Boruto: Naruto Next Generations — Children Seem to Grow Bigger by the Day

Boruto: Naruto Next Generations — Children Seem to Grow Bigger by the Day
Boruto: Naruto Next Generations — Children Seem to Grow Bigger by the Day
Every generation has its own story, and those stories bear the marks of growing up. Once upon a time, we grew alongside the characters in these stories. Perhaps we will also grow old with them, and then quietly vanish into the dust of the universe.
I watched Naruto in college. Naruto Uzumaki, Sasuke, Rock Lee, Sakura, Shikamaru… they felt like companions of mine in a two-dimensional world. Even though I lived a life completely different from theirs, their refusal to give up and their positive, striving spirit still moved me from time to time. They looked carefree and unreliable on the surface, but when it mattered, they never hesitated. They were teammates you could trust, people who would never let you down when it counted. To me, still in adolescence back then, those qualities were incredibly precious. There was a stretch of life when I grew up alongside Naruto and the others. The characters in the anime also had to face studies, missions, and all kinds of challenges, and might even have to shed blood or sacrifice their lives to protect their home, the Hidden Leaf Village. In the entire series, their happiest time was probably that earliest period at the ninja academy. Their biggest troubles were little more than causing mischief. Even the most dangerous situations back then, compared with the life-and-death struggles they would later face, were only trials before entering the real world.

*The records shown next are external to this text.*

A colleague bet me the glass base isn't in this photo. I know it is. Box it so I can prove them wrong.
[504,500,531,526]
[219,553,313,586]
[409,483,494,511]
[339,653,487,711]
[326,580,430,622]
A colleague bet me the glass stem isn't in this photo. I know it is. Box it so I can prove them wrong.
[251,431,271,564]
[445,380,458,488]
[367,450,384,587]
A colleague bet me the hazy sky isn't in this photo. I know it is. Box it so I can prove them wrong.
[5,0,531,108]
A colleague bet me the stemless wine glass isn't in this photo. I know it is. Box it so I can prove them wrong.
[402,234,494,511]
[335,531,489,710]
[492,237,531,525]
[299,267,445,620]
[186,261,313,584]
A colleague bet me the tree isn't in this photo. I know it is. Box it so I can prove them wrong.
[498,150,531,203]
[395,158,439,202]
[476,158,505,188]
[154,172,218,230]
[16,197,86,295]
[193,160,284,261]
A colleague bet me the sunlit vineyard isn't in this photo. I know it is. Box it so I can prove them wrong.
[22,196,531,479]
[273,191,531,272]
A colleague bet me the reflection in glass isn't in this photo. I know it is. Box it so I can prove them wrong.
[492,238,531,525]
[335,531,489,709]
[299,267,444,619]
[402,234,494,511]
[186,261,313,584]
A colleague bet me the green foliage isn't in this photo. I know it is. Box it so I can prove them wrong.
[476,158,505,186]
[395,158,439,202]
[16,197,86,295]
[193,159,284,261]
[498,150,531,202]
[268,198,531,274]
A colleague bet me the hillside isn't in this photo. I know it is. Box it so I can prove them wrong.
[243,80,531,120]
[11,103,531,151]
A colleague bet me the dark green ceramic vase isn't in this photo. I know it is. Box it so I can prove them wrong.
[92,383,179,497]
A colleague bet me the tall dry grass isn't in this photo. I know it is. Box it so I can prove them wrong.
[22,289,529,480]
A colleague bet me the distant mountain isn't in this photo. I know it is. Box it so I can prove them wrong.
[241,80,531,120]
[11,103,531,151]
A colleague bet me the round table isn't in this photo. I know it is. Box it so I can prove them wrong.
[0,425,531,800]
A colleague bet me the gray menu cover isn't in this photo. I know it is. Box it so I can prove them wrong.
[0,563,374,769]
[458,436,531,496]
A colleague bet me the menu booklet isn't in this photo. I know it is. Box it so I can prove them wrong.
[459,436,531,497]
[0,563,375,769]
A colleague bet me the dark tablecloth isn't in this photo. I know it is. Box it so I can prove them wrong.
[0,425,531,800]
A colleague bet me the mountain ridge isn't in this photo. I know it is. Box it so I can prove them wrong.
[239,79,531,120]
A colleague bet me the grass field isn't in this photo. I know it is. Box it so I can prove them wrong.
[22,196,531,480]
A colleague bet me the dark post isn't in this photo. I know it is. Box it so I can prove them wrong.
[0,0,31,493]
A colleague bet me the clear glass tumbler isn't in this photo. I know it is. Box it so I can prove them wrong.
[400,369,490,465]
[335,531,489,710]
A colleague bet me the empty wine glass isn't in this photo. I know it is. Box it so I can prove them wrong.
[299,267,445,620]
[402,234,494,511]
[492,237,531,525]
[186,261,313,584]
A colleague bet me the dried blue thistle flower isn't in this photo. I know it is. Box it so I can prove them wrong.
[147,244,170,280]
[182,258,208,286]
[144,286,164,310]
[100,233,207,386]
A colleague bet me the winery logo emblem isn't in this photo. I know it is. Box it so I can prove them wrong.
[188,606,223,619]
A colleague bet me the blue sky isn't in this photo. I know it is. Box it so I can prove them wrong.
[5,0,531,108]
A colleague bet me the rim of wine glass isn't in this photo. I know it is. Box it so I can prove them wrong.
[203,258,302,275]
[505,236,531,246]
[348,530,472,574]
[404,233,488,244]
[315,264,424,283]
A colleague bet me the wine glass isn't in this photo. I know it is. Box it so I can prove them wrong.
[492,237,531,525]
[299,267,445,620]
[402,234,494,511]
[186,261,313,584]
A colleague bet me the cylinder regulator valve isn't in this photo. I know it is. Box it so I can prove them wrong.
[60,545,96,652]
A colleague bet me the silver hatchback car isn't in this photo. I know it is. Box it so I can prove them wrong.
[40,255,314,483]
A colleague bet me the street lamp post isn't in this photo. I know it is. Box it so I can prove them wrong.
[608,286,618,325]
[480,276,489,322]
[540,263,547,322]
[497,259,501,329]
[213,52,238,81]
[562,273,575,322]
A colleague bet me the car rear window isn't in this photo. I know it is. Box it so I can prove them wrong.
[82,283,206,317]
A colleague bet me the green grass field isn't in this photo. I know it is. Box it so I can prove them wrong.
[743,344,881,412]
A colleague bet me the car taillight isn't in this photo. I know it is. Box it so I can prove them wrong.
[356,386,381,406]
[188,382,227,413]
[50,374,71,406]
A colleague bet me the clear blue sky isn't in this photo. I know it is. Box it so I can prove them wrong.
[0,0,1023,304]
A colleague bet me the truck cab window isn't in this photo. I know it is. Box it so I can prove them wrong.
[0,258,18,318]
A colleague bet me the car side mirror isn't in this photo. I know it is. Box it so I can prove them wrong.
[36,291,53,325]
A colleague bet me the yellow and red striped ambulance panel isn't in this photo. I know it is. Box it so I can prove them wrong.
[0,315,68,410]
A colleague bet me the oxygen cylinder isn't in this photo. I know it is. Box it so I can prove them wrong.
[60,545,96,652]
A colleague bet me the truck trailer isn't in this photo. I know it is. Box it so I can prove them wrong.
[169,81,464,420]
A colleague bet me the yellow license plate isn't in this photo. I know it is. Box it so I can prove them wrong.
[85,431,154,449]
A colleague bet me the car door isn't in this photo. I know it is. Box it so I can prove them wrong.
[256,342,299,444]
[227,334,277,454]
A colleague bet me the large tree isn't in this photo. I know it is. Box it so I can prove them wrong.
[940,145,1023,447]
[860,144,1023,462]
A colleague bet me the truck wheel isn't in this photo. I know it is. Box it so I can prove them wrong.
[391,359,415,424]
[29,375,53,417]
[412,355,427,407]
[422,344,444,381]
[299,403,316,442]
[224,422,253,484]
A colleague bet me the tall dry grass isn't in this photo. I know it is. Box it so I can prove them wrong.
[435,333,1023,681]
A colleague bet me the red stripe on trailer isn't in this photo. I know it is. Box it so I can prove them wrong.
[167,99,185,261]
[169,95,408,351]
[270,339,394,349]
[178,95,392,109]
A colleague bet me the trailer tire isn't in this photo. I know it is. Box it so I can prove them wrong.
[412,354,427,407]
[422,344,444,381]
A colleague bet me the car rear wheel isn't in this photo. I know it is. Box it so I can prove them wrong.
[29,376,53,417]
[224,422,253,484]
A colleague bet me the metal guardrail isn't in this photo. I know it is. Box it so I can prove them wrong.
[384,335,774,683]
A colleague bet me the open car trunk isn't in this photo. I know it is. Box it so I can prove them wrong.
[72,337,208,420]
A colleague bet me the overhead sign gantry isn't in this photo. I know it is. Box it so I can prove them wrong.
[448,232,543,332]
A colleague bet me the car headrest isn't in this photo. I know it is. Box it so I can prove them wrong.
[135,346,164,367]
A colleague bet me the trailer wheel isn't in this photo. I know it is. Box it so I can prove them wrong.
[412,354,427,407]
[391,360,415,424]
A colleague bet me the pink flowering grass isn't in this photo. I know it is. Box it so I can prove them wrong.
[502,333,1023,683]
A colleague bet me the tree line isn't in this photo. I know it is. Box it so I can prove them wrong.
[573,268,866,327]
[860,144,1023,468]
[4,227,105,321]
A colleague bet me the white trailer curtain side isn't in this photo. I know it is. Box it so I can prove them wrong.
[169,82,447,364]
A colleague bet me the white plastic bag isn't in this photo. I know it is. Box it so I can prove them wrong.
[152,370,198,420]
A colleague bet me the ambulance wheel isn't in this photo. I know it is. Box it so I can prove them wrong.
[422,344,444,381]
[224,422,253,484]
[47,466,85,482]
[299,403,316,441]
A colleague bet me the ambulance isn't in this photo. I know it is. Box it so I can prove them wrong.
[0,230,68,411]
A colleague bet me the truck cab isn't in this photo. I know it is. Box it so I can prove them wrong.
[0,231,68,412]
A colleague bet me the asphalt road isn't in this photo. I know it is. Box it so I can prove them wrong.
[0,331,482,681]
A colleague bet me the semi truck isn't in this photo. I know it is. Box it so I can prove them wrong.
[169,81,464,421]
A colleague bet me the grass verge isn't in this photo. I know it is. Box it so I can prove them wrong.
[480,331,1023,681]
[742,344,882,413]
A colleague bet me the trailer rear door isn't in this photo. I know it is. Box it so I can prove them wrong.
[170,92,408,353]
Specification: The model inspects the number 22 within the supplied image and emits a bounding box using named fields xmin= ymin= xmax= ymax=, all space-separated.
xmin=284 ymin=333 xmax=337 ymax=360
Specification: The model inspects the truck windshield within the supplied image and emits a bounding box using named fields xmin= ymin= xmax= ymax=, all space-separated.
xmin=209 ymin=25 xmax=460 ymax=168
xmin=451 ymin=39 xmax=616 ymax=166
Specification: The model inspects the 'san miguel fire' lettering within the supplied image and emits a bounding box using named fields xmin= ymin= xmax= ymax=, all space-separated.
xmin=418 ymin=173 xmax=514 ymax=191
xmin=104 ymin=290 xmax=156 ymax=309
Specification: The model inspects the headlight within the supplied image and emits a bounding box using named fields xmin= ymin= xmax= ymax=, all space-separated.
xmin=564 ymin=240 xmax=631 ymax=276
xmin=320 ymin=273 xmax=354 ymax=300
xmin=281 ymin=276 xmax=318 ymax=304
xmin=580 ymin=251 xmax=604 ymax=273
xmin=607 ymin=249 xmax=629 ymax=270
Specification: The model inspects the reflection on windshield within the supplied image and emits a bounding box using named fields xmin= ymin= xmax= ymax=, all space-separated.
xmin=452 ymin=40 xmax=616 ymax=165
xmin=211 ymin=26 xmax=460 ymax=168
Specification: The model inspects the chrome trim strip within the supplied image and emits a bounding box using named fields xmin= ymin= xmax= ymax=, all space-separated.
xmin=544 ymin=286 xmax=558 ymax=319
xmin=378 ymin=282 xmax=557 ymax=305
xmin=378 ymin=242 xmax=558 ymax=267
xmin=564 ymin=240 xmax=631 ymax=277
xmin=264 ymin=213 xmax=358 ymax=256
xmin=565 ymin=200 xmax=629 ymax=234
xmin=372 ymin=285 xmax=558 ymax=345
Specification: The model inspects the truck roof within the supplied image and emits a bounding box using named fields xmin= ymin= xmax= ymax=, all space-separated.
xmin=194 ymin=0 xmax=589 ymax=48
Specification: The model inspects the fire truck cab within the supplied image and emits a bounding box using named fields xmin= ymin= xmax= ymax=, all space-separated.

Naruto and his generation fought and grew up against the looming storm of the Great Ninja War, under skies so dark it felt as if the city walls themselves might collapse. In the end, they passed through that war and bought peace for the ninja world with blood and sacrifice. Naruto Uzumaki and Hinata Hyuga, Sasuke Uchiha and Sakura Haruno… the people who had grown up together finally found their happy endings, and one story came to a close. In a sense, for the generation that grew up with Naruto, it also marked the end of youth.
Then Boruto: Naruto Next Generations appeared. Just like the theme song says, “following in the footsteps of the past,” Boruto and the others constantly reflect the shadows of Naruto’s generation, as if their story were about to begin all over again. Perhaps for newcomers whose anime journey starts with Boruto, this is simply another coming-of-age tale. But for me, if Naruto Uzumaki felt like a companion I grew up with, then Boruto has always felt more like the mischievous nephew of a close brother. Of course he has his moving moments, but amid that sense of familiarity, I can’t help but miss the youth I spent together with Naruto. And the stories that feel vitally important in Boruto’s eyes often seem, to me, like children’s games. I always find myself thinking: when they truly face life, they’ll grow up then. That, too, is a feeling almost parental in nature.
By contrast, although the older generation appears only very rarely in Boruto, every time I see a face that is both familiar and unfamiliar, it feels like running into an old friend after many years apart. Aren’t we in the real world much the same after these twenty-odd years? Married or not, with children or not, time has left a similar trace on all of us. Over the course of a few decades, the whole world has changed dramatically. Transportation, communication, and the internet have all advanced by leaps and bounds. And we, even if we did not become the person we once dreamed of being the way Naruto did, have nevertheless entered middle age just like him—worn down by work, family, parenting, education, and all the trivial burdens of daily life. We no longer have enough energy to give our children all the companionship they deserve, so selfishly we hope they might grow up just a little more slowly. But children keep getting bigger day by day, just as, before we knew it, so many years of our own time have already slipped away.
As BoJack Horseman says, there is no happily-ever-after, because the show has to go on. In the story of Boruto, there will still be new bloodshed and sacrifice; if one is to protect what truly matters, those sacrifices are unavoidable. But I think that no matter where life leads, if there can be a night like this—leaning against the one you love, watching your sleeping child quietly grow—then in that moment, nothing else really matters.